What was discovered in 5AD?  I believe brAhmaNas already knew number systems
based 10 (the count of stomas, syllables of meters etc).

Relevance to Indology: Technology and mathematics are going to invade every
subject and Indology is no exception. I suppose we can discuss the outlines
and take the details to another forum.

Relativity as a concept is known since eternity (vyAvahArika satya etc). The
process of discovery itself is a way to take the mind from relative
existence to the higher existence, if not absolute. Galileo proved that the
statement "Every thing rotates around the earth" is only a relative truth.
Einstien used relativity to remove the most important piece of illogic
namely "action at a distance", so the concept became popular with him.

Your statement that people in general ignore the basic truths and seek after
higher truths is quite valid (which itself has philosophical implications);
and your articles on different topics like space, time and motion do seem to
represent yogic way of thinking. Infact the mind/body actually works (even
for a Socrates) according to those rules of finding absolute truth as you
explained, but "we" deviate from the rules thinking something else is the
truth.
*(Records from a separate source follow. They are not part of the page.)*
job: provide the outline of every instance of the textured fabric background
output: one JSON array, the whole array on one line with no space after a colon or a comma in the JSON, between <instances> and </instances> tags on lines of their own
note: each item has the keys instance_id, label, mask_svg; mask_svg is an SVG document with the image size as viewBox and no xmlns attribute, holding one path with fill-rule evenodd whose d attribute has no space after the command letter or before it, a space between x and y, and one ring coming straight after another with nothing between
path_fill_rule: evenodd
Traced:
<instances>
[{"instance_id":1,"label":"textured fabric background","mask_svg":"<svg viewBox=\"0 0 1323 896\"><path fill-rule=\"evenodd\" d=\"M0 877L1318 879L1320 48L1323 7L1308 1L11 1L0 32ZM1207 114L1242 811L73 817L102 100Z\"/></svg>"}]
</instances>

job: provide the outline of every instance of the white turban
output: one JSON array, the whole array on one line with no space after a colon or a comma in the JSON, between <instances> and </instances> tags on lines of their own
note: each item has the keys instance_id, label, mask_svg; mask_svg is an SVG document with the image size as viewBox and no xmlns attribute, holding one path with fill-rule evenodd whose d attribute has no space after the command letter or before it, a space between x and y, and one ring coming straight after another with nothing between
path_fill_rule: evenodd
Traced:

As a result we knowingly or unknowingly avoid the meditations, but
they seem to keep happening due to natural physical laws.
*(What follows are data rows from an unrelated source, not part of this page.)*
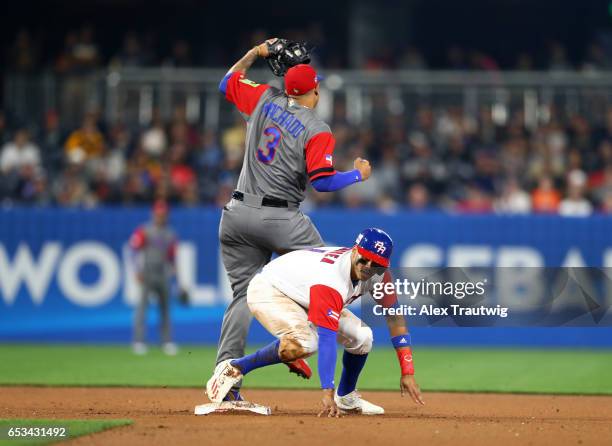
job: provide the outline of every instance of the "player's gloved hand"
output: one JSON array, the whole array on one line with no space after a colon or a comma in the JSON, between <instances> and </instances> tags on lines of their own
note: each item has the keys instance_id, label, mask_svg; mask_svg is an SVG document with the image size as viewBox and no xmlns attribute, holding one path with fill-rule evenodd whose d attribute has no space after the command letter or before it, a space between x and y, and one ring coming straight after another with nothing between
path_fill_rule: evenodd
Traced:
<instances>
[{"instance_id":1,"label":"player's gloved hand","mask_svg":"<svg viewBox=\"0 0 612 446\"><path fill-rule=\"evenodd\" d=\"M321 400L323 409L319 412L318 417L325 416L340 418L340 409L334 401L334 389L323 389L323 399Z\"/></svg>"},{"instance_id":2,"label":"player's gloved hand","mask_svg":"<svg viewBox=\"0 0 612 446\"><path fill-rule=\"evenodd\" d=\"M281 46L278 47L278 45L275 45L277 42L281 42L284 39L279 39L277 37L274 37L272 39L268 39L266 40L264 43L260 43L259 45L257 45L255 48L257 48L257 55L259 57L263 57L264 59L267 59L268 57L270 57L273 53L276 53L276 51L281 51L282 48L284 48L284 44L281 43ZM277 54L277 53L276 53Z\"/></svg>"},{"instance_id":3,"label":"player's gloved hand","mask_svg":"<svg viewBox=\"0 0 612 446\"><path fill-rule=\"evenodd\" d=\"M370 178L370 174L372 173L372 166L370 166L370 162L368 160L364 160L363 158L356 158L353 162L353 166L361 174L361 181L365 181Z\"/></svg>"},{"instance_id":4,"label":"player's gloved hand","mask_svg":"<svg viewBox=\"0 0 612 446\"><path fill-rule=\"evenodd\" d=\"M421 389L416 383L414 375L402 375L400 379L400 391L402 392L402 396L407 393L415 403L425 405L421 397Z\"/></svg>"},{"instance_id":5,"label":"player's gloved hand","mask_svg":"<svg viewBox=\"0 0 612 446\"><path fill-rule=\"evenodd\" d=\"M263 45L266 46L266 55L263 57L276 57L284 51L289 41L287 39L279 39L274 37L273 39L266 40Z\"/></svg>"}]
</instances>

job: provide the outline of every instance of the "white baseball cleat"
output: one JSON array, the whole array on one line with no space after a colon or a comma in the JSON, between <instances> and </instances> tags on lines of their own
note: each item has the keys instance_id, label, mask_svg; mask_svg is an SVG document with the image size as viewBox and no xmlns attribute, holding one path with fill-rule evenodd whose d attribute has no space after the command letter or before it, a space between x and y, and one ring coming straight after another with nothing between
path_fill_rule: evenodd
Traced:
<instances>
[{"instance_id":1,"label":"white baseball cleat","mask_svg":"<svg viewBox=\"0 0 612 446\"><path fill-rule=\"evenodd\" d=\"M231 361L232 359L221 361L206 383L206 394L213 403L223 401L225 395L242 379L242 373L230 364Z\"/></svg>"},{"instance_id":2,"label":"white baseball cleat","mask_svg":"<svg viewBox=\"0 0 612 446\"><path fill-rule=\"evenodd\" d=\"M382 415L385 413L385 409L382 407L361 398L361 395L356 390L344 396L339 396L338 393L335 393L334 401L340 410L347 412L359 412L362 415Z\"/></svg>"}]
</instances>

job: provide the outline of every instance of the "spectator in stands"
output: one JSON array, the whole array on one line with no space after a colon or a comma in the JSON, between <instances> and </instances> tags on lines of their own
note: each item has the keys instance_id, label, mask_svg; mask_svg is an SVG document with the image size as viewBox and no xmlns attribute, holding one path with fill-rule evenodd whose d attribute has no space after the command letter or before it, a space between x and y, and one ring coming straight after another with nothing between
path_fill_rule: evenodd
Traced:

Inspite of the striking similarity with yoga, I am sorry to say this is not
necessarily Indology, because all this can be developed under any other
banner, even though they may not come to the same conclusions such as yoga.
Number systems based on 10 are Indian, but your hypotheses can be proved
using Roman numerals also! (Romans sure knew absolute zero, which is all you
need to determine the whole truth!)

I do not know western philosophical systems, but back to Indology, in my
opinion philosophers since Buddha's time did not go beyond the basics and
ignored the complexities which their Vedic ancestors knew in much greater
depth; and the discourse was limited to space, time, causation, lower self
and higher self.  I agree this was important, but as gauDapAda used to say
we are 'capable of knowing' (much higher).

Now going by the symmetry of these models, it should all work like a
Euclidian space, where every combination of numbers must be possible.
Unfortunately that is not the case. If you add variables like  "limited" and
unlimited", "knowing" and "forgettting", "front" and "back", "up" and
"down", "you " and "me", "left" and "right" and so on, the complicatons will
escalate in such a way that an organism has to spend all its life only to
decide how to life a tea cup. There are favorite short cuts, and that is
what Vedic brAhmaNAs are all about (IMO).